L’un d’eux, alors, se leva et dit:
– Cardinal Farnèse, ce n’est pas de la sévérité que vous voyez sur nos visages: c’est de la tristesse, et n’est-elle pas bien naturelle à l’heure où le plus distingué, le plus énergique de nous tous va nous quitter pour toujours?…
Farnèse respira… Non! Rien de funèbre dans ce qu’il voyait…
– Veuillez donc attendre, continua celui qui parlait; la présence de l’éminent et très révérend Rovenni est nécessaire pour la cérémonie de renonciation qui nous assemble ici…
Farnèse s’inclina; et à ce moment même, une porte qu’il n’avait pas encore remarquée dans le fond du pavillon s’ouvrit, et Rovenni parut. Il était pâle et agité; mais Farnèse attribua cette pâleur aux motifs qui venaient de lui être exposés. À l’entrée de Rovenni, tous les assistants se levèrent, puis se tournant vers le grand Christ, s’agenouillèrent, tandis que Rovenni récitait une prière.

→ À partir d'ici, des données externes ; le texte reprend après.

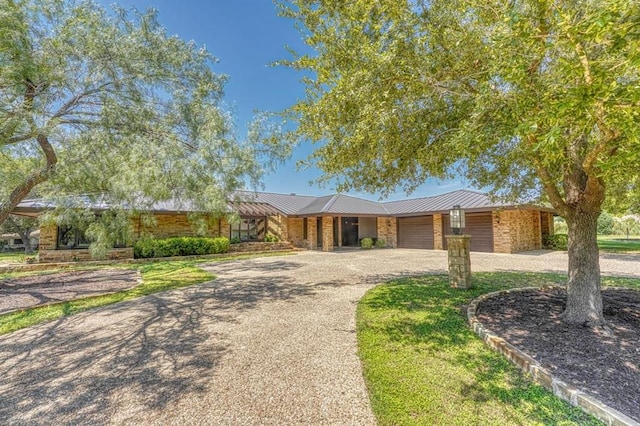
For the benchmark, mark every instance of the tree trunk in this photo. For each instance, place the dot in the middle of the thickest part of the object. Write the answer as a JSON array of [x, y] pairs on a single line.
[[584, 297]]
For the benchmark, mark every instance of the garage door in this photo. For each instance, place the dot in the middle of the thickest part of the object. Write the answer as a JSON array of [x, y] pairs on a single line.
[[415, 232], [479, 226]]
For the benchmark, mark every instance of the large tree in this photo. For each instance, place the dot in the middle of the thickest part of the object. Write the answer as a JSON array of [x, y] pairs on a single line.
[[107, 105], [530, 98]]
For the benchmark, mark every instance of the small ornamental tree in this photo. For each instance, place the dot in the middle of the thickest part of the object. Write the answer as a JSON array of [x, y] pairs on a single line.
[[532, 98]]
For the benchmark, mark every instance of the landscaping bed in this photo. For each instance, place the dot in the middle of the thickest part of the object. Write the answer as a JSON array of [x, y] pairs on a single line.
[[605, 365]]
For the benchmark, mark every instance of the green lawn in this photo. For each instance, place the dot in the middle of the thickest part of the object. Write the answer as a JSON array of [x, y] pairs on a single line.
[[424, 366], [619, 244]]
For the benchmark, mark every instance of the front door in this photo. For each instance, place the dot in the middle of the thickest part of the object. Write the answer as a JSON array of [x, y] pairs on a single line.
[[350, 232]]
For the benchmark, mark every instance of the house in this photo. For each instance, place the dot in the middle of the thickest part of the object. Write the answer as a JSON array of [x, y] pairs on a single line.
[[330, 222]]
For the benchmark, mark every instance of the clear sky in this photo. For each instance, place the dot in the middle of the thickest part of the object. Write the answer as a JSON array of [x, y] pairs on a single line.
[[246, 36]]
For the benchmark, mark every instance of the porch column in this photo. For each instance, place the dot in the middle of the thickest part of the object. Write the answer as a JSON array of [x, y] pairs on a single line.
[[327, 233]]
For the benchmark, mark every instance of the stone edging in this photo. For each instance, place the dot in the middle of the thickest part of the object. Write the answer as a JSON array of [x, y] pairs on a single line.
[[541, 375]]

Farnèse, lui aussi, s’était agenouillé. Il avait incliné la tête, et certes sa prière fut aussi fervente. Lorsque Rovenni eut terminé son oraison, Farnèse se releva, et il vit que les assistants, s’éloignant lentement à l’exception du cardinal Rovenni, sortaient tous par la porte du fond.
– Que signifie? balbutia-t-il. Où est Sa Sainteté?… Elle seule a qualité pour…
– Vous allez la voir, dit Rovenni. Prenez patience… Ce qui est dit est dit.
– Mais la cérémonie de renonciation?… Pourquoi sommes-nous seuls?
– Elle va avoir lieu. Et si nous sommes restés seuls, Farnèse, c’est que j’ai à vous demander tout d’abord si vous avez bien consulté votre conscience.
– Que voulez-vous dire, Rovenni?… Vous me connaissez depuis longtemps…
– C’est parce que je vous connais, c’est parce que je sais votre attachement à la foi et au dogme que je vous demande: «Farnèse, est-il bien vrai que vous vouliez quitter le sein de l’Église?»
– J’y suis décidé, répondit fermement le cardinal. Celle qui est la maîtresse de nos destinées a dû vous dire qu’à cette condition et à d’autres qu’elle connaît, j’ai accepté la dangereuse mission de me rendre en Italie…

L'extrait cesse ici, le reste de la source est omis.